Sub-acute care: A fundamental step into patient recovery

Acute vs. sub-acute care

Acute care and sub-acute care are different medical terms used to describe either the duration, and or severity of an episode or the progress in continuum of care from one phase to another during the health journey.

Acute care is often a shorter-term, often more severe and more expensive care episode. It includes the costs of emergency room visits, hospitalizations, and surgeries. Sub-acute care is when the treatment doesn’t warrant acute care any longer or describes the period of time during which patients transition from acute care to home recovery or rehabilitation. Sub-acute care services may include physical therapy, occupational therapy or speech therapy – all of which help increase recoveries for those suffering from common ailments like heart disease, stroke or recovering from surgery.

Sub-acute and in-home care are often not considered “as important as acute care” but may be as much as two-thirds of the whole episode of care, which are mostly neglected by patients. This could lead to frequent readmissions and sometimes even worse outcomes due to not caring properly for rehabilitation or recovery.

Sub-acute: an integral step in the continuum of care

Each patient’s needs differ after hospitalisation and often these needs can be better addressed at a facility which specialises in rehabilitation or taking care of individuals after the often, “traumatic”, event of a hospital stay (sudden disruption in “normal life”).   

This is often determined by what was the predisposing condition or event as a fall and fracture or underlying chronic diseases such as diabetes mellitus, stroke or chronic lung disease.

This very important continuum of patient care, which, if ignored, will lead to prolonged recovery, serious complications and a significant increase in healthcare costs. It is imperative that the recovery process is taken as seriously as the actual acute health event in order to circumvent the chance of ending up in a worse health state than before an operation or treatment in an acute facility. The aim being, to optimise the health status of the patient to the same, or better than, before the event which required admission.

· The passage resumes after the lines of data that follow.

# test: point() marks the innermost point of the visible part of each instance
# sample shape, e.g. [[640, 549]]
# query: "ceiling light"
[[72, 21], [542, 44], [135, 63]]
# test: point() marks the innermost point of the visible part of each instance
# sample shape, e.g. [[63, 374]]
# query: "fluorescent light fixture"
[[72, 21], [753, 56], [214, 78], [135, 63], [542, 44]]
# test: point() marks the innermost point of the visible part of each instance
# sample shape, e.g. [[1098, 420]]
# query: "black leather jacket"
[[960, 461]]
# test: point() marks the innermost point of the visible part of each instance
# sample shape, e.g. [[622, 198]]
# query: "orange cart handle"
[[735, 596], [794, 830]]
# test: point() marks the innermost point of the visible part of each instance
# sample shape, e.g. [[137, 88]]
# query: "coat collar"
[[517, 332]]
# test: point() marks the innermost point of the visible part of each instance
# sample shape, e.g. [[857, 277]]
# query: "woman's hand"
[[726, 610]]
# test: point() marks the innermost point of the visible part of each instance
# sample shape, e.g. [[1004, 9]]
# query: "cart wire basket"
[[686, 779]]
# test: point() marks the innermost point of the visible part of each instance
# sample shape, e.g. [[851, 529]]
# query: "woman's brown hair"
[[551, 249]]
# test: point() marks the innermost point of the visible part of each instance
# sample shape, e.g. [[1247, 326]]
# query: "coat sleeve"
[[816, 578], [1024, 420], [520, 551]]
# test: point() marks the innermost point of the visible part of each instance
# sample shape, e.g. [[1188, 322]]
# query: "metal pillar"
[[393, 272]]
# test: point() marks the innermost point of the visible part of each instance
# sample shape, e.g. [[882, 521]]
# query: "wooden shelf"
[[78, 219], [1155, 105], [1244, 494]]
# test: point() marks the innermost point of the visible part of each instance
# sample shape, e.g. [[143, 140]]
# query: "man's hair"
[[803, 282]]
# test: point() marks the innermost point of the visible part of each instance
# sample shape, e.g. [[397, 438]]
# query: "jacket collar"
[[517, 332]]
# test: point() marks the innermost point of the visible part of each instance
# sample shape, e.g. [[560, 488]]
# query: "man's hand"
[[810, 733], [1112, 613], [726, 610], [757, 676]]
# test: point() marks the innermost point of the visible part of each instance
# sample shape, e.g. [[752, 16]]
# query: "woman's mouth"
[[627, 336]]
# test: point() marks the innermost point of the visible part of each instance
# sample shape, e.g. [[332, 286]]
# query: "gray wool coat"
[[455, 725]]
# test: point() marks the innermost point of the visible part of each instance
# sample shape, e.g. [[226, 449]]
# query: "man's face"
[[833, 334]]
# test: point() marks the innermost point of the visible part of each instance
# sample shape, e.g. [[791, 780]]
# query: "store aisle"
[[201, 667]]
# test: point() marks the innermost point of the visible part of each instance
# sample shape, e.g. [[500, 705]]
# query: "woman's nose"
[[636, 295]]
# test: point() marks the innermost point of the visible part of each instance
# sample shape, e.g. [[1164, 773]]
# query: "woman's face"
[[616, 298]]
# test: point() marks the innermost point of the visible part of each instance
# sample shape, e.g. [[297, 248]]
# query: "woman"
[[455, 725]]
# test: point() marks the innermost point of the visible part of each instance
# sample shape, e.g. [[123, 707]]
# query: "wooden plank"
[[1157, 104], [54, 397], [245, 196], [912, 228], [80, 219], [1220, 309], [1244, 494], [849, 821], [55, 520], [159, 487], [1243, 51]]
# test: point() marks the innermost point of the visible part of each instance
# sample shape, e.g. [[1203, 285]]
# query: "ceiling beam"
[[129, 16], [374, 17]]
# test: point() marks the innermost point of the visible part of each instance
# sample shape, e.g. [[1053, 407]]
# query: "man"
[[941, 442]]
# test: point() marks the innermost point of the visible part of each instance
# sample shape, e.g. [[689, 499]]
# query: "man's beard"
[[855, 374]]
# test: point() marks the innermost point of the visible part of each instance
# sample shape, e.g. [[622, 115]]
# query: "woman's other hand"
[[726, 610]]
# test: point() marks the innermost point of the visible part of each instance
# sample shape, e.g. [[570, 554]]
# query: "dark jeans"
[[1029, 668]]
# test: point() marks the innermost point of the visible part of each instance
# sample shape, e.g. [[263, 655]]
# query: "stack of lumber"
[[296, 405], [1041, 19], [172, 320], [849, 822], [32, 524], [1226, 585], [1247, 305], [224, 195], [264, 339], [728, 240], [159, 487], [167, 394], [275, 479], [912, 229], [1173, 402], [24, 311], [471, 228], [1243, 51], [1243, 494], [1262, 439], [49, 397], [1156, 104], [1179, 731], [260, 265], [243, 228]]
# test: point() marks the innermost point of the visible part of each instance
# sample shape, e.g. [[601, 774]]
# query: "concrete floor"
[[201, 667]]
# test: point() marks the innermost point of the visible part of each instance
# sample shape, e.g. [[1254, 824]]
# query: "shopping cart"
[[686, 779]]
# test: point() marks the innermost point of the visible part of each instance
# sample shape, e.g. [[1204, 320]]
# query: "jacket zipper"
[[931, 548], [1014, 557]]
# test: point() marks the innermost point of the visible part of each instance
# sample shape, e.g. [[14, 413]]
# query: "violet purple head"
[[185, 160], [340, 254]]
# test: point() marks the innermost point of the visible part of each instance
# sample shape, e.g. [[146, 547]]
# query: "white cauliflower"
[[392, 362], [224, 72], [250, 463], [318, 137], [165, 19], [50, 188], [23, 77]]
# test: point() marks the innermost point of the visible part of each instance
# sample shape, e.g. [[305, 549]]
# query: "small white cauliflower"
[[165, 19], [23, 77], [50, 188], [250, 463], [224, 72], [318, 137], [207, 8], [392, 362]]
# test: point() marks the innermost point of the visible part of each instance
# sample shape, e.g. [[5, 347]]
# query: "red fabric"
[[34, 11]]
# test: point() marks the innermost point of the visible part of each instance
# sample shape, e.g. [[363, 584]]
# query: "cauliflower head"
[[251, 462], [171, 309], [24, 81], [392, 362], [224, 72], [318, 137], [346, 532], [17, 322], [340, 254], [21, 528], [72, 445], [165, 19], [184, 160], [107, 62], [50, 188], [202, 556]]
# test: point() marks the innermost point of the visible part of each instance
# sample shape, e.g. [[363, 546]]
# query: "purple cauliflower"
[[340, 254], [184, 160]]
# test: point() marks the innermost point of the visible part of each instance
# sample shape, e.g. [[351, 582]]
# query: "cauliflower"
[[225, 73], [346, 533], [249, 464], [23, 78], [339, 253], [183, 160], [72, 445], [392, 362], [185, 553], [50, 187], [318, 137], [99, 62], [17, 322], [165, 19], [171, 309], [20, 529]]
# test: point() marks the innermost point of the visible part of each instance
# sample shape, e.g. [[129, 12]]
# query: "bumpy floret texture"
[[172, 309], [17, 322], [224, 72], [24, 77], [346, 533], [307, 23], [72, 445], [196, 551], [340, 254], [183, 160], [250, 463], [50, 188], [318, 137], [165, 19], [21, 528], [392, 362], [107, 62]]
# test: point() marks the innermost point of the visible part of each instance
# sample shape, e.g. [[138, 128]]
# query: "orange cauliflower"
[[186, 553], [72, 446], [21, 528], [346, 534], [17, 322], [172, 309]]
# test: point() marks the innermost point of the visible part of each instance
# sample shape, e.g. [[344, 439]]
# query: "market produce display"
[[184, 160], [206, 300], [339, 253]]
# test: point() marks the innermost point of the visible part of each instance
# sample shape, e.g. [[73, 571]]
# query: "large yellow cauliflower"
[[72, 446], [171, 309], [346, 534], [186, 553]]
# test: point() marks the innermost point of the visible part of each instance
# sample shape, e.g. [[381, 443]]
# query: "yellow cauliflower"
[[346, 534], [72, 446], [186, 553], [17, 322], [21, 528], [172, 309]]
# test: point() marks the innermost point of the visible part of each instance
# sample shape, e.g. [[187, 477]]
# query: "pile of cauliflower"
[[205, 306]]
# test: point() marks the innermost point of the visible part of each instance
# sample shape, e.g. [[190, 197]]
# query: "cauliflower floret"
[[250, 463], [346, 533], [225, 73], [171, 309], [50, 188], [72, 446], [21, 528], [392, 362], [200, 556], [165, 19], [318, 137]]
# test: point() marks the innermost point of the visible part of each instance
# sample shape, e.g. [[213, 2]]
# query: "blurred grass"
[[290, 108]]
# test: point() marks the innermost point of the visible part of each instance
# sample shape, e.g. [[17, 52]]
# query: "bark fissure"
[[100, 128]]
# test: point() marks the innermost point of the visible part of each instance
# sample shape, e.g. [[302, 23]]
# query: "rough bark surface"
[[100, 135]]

This continuum of care usually starts at the acute care facility, which offers the intensive and comprehensive care a patient requires as part of treatment. After a patient is stabilised and is well on the road to recovery, further admission to an acute hospital is often unnecessary and would only lead to a more costly hospital bill.

When a patient still requires some medical attention to ensure full recovery, the next step in the continuum of care, before being discharged home to care for themselves, or assisted home care, will be to receive sub-acute or rehabilitative care to ensure mobilisation and the ability to cope at home. The latter includes ensuring the coping skills of the other family members are also addressed to ensure a holistic recovery process.

For this reason, a very exciting development in healthcare has been the introduction of sub-acute facilities.

What to expect from sub-acute care

After discharge from an acute facility, comprehensive care at home is normally not readily available and a reality for the majority of patients, whilst funding of such care may be problematic.    

For this reason, a very exciting development in healthcare has been the introduction of sub-acute facilities.

Sub-acute facilities offer a wide range of services which allows for the possibility of a patient’s treatment plan being customised to address specific concerns – so-called “patient-centric care”. This treatment plan is created in line with requests sent by the specialist practitioners who attend to a patient while in the acute hospital.

A multidisciplinary approach is followed which can include services such as specialist or general practitioner visits, nursing assistance, physiotherapy, occupational therapy, psychology, social worker assistance, and many others. In this setting great value has been placed on patient education and involving family members in the rehabilitation process to ensure a fluid transfer from inpatient care to being placed in society again.

Benefits of sub-acute care

It has been found that using these facilities has filled a gap in the care of patients. Re-admission rates, complications, undue mental health issues, increased healthcare costs and financial burden on patients and their families, as well as prolonged recovery have all been lowered through the appropriate use of sub-acute and rehabilitation facilities.

In South Africa, the benefit of these stepdown and rehabilitation facilities is being recognised and awareness is being created to ensures that the use of these valuable additions to the healthcare system is optimised for the benefit of the patient.

Medical Schemes in most cases cover most of a patient’s stay for sub-acute care, which can significantly lighten the burden during these challenging times, not to mention the positive impact such a stay can have on a patient – both physically and mentally. Here is an example of a patient testimonial after their stay at Senso Health in our Sea Point facility:

“It was the first time I had ever been in a step-down facility, and I never realised before just how important a role it was going to play in my recovery. All the staff were very caring and that made a huge difference to one’s return to health. I thank you all, for the time I spent with you.”

-Mr. Devine, August 2022

Treating physicians and specialists build a relationship with the staff at the sub-acute facility, and even have input in the patients’ tailored care plan during their stay, allowing the continuum of care to be focused and effective.

In conclusion, sub-acute care plays an integral part in the continuum of care and has become a recognised and established practice within South Africa to enhance recovery and reduce readmissions after a health event.